Plain LLM vs agent — see the difference
Why bother with the loop and tools at all? Give the same task to a plain LLM and to an agent, and the gap is obvious. The task below needs a fresh, computed answer that a frozen model can't reliably produce on its own. Toggle between the two modes and click Step to advance.
Single-agent vs multi-agent
Once you have one agent that loops with tools, the natural next move is to wire several of them together. More agents can mean more capability — but also more ways for things to go sideways.

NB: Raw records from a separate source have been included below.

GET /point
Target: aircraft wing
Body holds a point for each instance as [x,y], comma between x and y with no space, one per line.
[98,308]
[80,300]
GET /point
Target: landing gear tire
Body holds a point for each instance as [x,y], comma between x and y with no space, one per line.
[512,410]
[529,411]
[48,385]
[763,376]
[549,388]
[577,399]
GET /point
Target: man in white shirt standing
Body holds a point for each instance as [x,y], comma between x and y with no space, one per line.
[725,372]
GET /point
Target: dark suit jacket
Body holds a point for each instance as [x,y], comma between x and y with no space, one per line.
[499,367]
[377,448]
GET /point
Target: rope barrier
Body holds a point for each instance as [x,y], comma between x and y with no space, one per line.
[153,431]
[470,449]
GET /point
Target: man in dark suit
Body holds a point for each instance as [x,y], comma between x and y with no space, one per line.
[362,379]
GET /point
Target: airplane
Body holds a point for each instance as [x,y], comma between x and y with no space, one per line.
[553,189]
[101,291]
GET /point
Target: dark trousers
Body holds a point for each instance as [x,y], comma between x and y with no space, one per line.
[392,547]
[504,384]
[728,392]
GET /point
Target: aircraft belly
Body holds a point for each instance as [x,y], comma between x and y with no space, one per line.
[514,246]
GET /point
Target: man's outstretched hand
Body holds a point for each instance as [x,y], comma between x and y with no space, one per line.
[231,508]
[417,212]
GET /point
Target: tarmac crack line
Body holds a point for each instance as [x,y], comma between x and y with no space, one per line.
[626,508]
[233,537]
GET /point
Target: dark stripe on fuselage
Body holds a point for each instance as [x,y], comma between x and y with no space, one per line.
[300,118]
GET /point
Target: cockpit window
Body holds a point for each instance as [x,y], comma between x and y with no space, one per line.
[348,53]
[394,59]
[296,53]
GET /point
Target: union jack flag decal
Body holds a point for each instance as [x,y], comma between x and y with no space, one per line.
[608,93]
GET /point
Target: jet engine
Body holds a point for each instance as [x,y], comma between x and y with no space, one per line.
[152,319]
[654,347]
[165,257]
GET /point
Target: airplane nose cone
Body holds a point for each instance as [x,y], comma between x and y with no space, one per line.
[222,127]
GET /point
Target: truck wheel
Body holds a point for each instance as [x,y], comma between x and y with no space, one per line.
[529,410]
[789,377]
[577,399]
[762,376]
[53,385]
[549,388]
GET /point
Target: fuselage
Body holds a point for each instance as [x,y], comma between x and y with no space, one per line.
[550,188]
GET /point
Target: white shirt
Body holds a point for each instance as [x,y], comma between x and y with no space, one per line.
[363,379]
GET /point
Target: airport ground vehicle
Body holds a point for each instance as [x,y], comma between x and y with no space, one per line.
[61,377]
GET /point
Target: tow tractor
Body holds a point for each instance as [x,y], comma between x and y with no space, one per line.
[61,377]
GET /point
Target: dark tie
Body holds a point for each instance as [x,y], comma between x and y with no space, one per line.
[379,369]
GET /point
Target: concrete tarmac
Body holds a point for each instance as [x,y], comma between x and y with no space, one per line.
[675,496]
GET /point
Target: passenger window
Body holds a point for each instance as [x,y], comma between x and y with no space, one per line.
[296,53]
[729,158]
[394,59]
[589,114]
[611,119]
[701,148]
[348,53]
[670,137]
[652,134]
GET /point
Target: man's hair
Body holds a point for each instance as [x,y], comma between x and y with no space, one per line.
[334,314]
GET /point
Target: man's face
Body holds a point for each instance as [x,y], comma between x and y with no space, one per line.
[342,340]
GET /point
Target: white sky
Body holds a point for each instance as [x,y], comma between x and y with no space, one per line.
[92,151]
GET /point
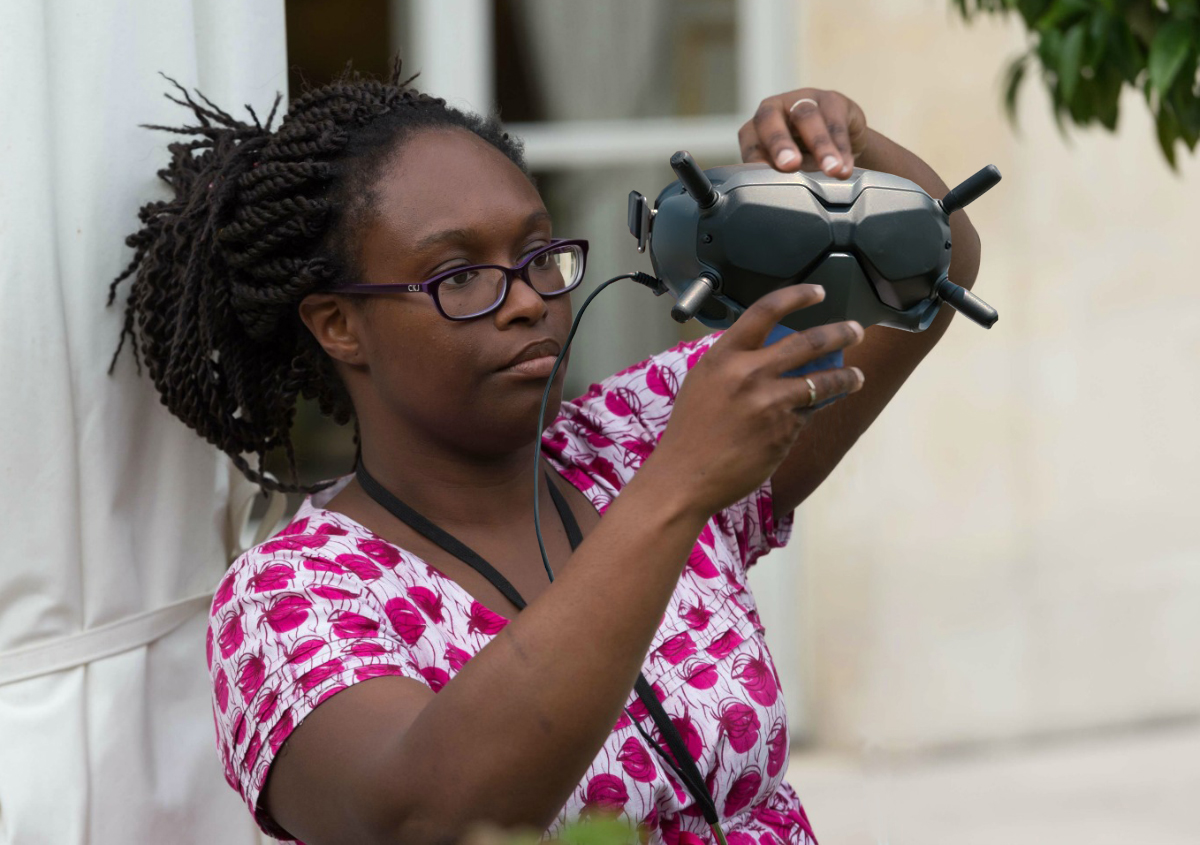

- One LLM, one loop — a single reason–act–observe cycle drives the whole task
- Simpler to build and debug — there is one trace to read, one place decisions are made
- Cheaper and more predictable — fewer model calls, fewer moving parts
- Best when the task is well-scoped and a handful of tools cover it
- Specialised agents collaborate — e.g. a planner, a researcher, a coder, a critic
- Often coordinated by an orchestrator that routes sub-tasks and merges results
- More powerful on big, multi-part problems — divide and conquer with focused prompts
- Harder to control — agents can talk past each other, loop, and the cost multiplies
Watch a multi-agent team work
Here a single big goal is handed to an orchestrator, which splits it into focused subtasks, routes each to a specialist agent (they can run in parallel), then merges what comes back into one answer. Step through the hand-offs.
Where they're used
Agents shine wherever a goal takes several steps, the steps aren't known in advance, and live tools or data are needed along the way.
Read a codebase, write or change files, run the tests, see what failed, and iterate — a loop of acting on the repo and observing the results until the task builds and passes.
Issue many searches, follow links, read pages, cross-check claims, and stitch the findings into a sourced answer — far beyond what one prompt could retrieve.
Look up the customer's order, check policy, issue a refund through an API, and send the confirmation — taking real actions on back-end systems, not only answering questions.
Drive a real browser or desktop: fill forms, click buttons, scrape a result, book the appointment — automating multi-step workflows across apps that have no convenient API.
Risks & limits
Agents are powerful precisely because they act on their own — which is also exactly what makes them risky. The same loop that gets work done can also get stuck, run up a bill, or take a wrong action confidently.
- Automating multi-step work that would otherwise need a human to babysit each step
- Using live tools and data — search, code, APIs — so they aren't trapped behind the knowledge cutoff
- Adapting on the fly — reacting to errors and unexpected results instead of following a fixed script
- Handling open-ended goals where the exact sequence of steps isn't known up front
- Loops and dead ends — an agent can get stuck repeating the same failed action without progress
- Hallucinated tool calls — inventing a tool, a bad argument, or a fact, then acting on it
- Cost and latency — every step is another LLM call, so long tasks are slow and expensive
- Compounding errors — a wrong early step poisons every step that builds on it
Because an agent takes real actions — spending money, sending messages, changing files — guardrails matter as much as capability. Limit which tools it can reach, cap how many steps it may run, and require human approval before anything costly or irreversible. The more autonomy you grant, the more a person needs to stay watching the loop.